Soyumun Şarkısı

Soyumun gezdiği bahçede güller açarmış,
Dudağında kıpkızıl kan, yanağında jâle;
Sabâyla salınan zülüfler koku saçarmış,
Alev alev yanan sînelerdeki âmâle...

Yaprak sesleri arasında bülbül nağmesi,
Gelip kulaklara çarpan mâhûr âhengiyle;
Tıpkı Cennetlerin tüllenen lâtif ma’kesi,
Hiç ölmeyen güzelliği, solmayan rengiyle...

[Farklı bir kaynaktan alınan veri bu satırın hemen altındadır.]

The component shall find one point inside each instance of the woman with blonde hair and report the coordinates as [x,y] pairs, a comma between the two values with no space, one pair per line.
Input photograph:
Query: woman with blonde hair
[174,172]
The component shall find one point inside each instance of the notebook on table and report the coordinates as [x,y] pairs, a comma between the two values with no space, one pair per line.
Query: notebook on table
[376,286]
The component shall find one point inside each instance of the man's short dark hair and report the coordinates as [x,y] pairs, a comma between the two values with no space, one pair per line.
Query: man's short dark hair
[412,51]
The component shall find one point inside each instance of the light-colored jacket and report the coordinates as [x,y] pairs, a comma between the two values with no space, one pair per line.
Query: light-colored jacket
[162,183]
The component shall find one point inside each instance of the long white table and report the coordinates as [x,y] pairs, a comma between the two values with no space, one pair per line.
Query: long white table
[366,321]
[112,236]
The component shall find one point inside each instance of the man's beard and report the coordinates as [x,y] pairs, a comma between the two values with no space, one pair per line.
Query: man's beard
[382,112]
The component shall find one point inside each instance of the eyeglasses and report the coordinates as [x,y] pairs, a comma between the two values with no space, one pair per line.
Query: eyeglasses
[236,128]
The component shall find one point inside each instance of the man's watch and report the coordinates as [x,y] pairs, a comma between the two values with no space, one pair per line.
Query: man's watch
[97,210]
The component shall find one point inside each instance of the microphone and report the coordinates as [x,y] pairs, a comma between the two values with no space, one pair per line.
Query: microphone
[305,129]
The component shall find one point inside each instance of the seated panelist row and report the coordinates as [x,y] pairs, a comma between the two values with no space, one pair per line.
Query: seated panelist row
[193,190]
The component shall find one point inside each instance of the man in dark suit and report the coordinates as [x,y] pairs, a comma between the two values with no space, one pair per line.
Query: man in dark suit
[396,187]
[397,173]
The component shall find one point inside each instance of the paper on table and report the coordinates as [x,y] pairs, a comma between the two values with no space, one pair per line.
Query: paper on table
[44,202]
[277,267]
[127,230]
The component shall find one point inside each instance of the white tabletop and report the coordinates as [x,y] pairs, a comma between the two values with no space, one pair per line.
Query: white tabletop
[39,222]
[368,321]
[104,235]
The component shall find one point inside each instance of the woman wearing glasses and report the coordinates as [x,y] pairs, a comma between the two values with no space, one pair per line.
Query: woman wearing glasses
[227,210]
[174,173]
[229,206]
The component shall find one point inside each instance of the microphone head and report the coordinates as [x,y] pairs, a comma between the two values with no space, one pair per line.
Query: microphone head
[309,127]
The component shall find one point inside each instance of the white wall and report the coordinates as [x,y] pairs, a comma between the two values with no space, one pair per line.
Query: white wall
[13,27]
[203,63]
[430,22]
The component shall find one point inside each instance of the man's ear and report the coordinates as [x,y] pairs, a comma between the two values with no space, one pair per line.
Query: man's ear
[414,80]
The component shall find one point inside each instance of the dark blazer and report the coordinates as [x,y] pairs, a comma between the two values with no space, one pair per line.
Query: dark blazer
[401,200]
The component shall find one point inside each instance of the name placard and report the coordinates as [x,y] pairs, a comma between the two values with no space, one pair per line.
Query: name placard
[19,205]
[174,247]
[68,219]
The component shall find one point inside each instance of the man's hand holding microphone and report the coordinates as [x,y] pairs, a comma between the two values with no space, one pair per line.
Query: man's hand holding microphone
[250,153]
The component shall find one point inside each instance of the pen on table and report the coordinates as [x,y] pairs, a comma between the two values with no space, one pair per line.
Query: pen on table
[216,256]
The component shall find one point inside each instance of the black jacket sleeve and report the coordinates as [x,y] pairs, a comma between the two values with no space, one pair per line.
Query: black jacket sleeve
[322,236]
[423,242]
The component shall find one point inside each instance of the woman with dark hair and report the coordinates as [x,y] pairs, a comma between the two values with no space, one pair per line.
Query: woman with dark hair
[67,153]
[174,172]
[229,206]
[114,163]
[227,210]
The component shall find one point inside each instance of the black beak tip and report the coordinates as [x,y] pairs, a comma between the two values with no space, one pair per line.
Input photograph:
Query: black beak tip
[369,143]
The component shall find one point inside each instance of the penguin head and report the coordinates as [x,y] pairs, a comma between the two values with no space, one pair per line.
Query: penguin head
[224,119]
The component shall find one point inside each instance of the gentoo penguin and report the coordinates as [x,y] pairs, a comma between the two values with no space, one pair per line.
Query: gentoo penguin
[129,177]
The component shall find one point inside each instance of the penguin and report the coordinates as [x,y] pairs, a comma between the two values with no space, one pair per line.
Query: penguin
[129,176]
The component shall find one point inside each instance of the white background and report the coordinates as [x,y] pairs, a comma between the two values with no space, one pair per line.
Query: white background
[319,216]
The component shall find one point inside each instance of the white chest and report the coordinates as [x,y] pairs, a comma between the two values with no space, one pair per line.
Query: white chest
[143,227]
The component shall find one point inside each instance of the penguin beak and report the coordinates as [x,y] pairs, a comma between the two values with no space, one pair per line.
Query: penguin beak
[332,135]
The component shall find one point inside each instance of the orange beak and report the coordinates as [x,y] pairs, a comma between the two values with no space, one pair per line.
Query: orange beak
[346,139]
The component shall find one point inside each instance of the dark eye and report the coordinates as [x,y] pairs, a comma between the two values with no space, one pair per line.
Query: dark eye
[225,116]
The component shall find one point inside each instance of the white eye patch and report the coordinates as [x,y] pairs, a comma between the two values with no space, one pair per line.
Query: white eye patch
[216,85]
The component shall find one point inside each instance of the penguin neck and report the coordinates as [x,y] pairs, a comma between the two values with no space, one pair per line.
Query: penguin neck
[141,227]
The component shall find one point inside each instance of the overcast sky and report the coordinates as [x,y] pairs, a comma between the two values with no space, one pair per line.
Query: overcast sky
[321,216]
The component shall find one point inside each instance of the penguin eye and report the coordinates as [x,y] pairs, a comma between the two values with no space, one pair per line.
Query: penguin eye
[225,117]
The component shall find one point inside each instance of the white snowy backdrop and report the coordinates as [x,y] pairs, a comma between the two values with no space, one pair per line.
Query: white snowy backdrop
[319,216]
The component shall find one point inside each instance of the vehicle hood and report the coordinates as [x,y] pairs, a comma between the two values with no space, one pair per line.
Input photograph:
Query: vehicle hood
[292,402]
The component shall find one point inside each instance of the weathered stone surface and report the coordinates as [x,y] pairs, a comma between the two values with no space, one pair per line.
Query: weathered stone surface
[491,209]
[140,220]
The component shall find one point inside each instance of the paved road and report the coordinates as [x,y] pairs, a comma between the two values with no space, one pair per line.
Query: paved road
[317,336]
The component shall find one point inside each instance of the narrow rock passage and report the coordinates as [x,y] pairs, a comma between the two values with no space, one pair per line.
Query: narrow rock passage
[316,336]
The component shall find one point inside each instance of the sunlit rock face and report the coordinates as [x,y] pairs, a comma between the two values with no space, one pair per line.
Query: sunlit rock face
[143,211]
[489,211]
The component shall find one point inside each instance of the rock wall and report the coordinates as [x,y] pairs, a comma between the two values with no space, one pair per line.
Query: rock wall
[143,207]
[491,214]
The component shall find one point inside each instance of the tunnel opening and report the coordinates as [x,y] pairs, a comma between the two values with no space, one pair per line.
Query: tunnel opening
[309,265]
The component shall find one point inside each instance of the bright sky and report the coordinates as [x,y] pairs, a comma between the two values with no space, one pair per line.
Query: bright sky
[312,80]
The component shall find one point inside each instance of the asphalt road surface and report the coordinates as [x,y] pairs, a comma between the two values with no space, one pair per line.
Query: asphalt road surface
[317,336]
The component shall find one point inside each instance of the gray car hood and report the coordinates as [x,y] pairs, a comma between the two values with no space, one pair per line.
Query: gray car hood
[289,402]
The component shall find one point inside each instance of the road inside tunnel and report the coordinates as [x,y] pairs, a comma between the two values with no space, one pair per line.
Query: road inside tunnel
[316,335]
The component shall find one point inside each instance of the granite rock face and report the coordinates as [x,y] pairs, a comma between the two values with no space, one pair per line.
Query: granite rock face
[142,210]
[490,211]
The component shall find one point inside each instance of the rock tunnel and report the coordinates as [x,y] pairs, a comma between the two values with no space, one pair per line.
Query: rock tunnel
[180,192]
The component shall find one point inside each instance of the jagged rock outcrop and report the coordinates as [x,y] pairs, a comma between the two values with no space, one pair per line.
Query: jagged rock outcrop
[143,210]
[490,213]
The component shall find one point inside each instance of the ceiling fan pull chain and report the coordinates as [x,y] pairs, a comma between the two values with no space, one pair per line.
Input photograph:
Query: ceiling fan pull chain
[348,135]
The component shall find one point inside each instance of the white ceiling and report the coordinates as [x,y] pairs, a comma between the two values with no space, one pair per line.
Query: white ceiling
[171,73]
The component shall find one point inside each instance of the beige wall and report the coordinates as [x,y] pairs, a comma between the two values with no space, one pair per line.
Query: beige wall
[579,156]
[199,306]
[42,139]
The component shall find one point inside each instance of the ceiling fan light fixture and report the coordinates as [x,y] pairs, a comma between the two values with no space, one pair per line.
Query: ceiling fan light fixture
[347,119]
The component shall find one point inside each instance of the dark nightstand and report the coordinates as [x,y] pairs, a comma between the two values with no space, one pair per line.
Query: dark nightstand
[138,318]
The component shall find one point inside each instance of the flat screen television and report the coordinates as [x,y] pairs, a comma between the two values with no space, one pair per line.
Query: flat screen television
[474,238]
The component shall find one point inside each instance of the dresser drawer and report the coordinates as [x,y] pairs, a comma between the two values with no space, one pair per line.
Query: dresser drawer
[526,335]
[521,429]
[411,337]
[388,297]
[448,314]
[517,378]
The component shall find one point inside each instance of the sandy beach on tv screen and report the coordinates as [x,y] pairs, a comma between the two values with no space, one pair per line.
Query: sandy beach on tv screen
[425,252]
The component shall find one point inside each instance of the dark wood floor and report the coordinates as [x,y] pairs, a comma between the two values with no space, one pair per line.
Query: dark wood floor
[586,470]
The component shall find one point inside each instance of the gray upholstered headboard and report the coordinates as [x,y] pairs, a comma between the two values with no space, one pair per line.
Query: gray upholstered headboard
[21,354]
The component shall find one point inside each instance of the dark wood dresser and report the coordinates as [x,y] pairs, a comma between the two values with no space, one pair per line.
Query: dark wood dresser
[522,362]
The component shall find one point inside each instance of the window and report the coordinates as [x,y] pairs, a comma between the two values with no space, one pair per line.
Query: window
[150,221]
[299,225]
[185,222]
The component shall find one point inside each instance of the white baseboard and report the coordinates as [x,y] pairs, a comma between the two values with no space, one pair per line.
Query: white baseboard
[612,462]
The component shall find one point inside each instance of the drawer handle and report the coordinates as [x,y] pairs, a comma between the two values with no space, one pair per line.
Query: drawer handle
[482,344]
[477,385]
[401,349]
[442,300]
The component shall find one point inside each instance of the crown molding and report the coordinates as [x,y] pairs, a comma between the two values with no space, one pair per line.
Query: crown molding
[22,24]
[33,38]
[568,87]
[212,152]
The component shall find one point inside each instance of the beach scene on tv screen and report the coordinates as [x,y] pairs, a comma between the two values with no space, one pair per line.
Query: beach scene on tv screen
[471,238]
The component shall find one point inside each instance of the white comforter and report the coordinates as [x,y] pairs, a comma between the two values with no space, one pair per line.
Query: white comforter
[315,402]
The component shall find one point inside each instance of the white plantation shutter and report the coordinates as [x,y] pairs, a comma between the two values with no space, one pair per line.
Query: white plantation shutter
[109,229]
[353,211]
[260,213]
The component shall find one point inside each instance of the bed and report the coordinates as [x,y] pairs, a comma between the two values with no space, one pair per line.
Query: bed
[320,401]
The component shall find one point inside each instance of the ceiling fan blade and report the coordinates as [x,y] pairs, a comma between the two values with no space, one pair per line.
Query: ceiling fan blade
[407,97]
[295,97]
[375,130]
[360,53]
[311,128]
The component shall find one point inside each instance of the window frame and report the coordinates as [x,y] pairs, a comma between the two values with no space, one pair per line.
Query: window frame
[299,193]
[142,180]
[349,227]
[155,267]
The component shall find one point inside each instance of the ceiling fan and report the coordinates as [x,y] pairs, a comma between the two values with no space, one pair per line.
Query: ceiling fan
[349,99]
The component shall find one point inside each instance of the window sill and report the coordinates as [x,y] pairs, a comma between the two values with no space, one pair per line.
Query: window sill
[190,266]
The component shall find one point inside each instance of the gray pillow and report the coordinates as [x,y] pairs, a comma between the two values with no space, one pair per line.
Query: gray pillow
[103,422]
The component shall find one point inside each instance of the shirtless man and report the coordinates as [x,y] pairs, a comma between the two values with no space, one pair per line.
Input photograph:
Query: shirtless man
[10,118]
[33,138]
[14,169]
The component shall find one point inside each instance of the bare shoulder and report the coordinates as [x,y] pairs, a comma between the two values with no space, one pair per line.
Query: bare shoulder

Her yan bir “Bağ-ı İrem” bu bahar ülkesinde,
Buhurdanlar gibi hep tütüp-duran sîneler,
Solukladıkları ölümsüzlük bestesinde;
Neşeyle soluklandılar aylar ve seneler.

Ay, Güneş başka duyulurdu onun bağrında;
Goncalar tüllenirken çiçekler arasında.
Her gün bir başka fasıl bahçesinde, bağında,
Güzellikler tüterdi akında karasında...

Böyle bir dünya bugün hayâl sayılsa bile,
Ölümsüz sesler duymuştuk o altın günlerden,
Geçerken evlâd-ı fâtihân debdebesiyle,
Tarih ürpererek ayağa kalkmıştı birden.

Harıl harıl at üstünde bir karanlık gece,
Uçmuştuk üveyk gibi ışıktan kanatlarla..
Işıklarıyla aydınlanmıştı her bilmece,
Savaşmışlardı her dem köhne kanaatlarla...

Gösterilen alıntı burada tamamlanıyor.